On separators et al.

Separators and other things - food for thought

This document has been prepared to narrow down various options the Committee will be discussing in its next phone meeting. It hits on several points simultaneously as separators are used with identifiers and it would be hard, we found, to consider one without thinking of the other. So the following goes into section 2.2.3, on separators, of course, but also touches section 3.2, the tribunal identifier, section 3.4, the paragraph numbers, section 4.3, on chambers, subdivisions and judicial districts, section 4.5, on various qualifiers of decisions and section 4.6, on references to notes.

On separators

So far, it’s been agreed that separators are useful to enhance readability, but that their number should also be kept to a minimum. We might also add that economy of use should be a concern. The questions of exactly which separators, where and consequently how many still remain.

A source of separators and their usage there

The characters and symbols available in our citation project are those of basic ASCII, the character set we’ve settled on because it’s still the only one understood by the vast majority of computer operating systems currently in use. Basic ASCII contains more than enough non alphanumeric characters and symbols to meet our needs. Conventional legal references, which are descriptive, use quite a few separators; all of them are contained in basic ASCII. However, we might not want to carry over in our neutral citation meanings some of these separators might have acquired in conventional citation syntax. Another source of inspiration for a choice of separators might be the Internet and the electronic addresses reference mechanisms it uses.

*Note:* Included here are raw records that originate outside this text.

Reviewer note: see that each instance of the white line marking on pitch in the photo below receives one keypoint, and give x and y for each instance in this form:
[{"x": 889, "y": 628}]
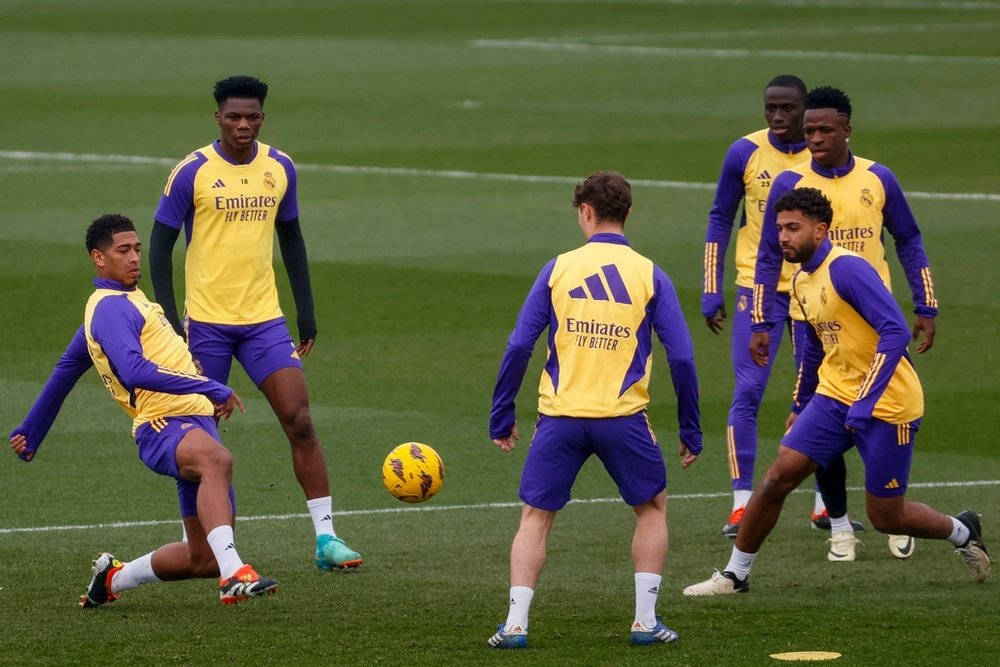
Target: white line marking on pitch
[
  {"x": 729, "y": 54},
  {"x": 139, "y": 160},
  {"x": 440, "y": 508}
]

On the Internet, electronic mail addresses are composed of a name, or " nickname ", of a person separated from a composite domain name by the " @ " symbol, which is reserved for this specific use. Since computers are leafs on the branches of the Internet, so to speak, and their structures are a continuation of the Internet, as reflected in the construction of URLs – Uniform Resources Locators, we might as well consider all of this as a whole, as a name-space. In this name-space, domain and sub-domain names are separated by periods, while computer directories and sub-directories are separated by forward or backward slashes, and even colons on Macintoshes. There might be other directory separators. Directories separators are coloured with the notion of left to right hierarchical relations, while periods in domain names are with an inverse right to left notion of hierarchy. Still on computers, extensions to file names, used mainly to indicate a document format, are separated from the filename by a period. They can be considered as right side appendixes, suffixes. So we have:

Domain name: crdp.umontreal.ca

e-mail address : huard@crdp.umontreal.ca

URL : www.droit.umontreal.ca/citation/draft.rtf

In the above URL example, the period’s meaning as a separator is unambiguous due to context : we always know if it is in a domain or file name. Slashes are uniquely associated with directories hierarchy, so much in fact that they maybe cannot be used for something else.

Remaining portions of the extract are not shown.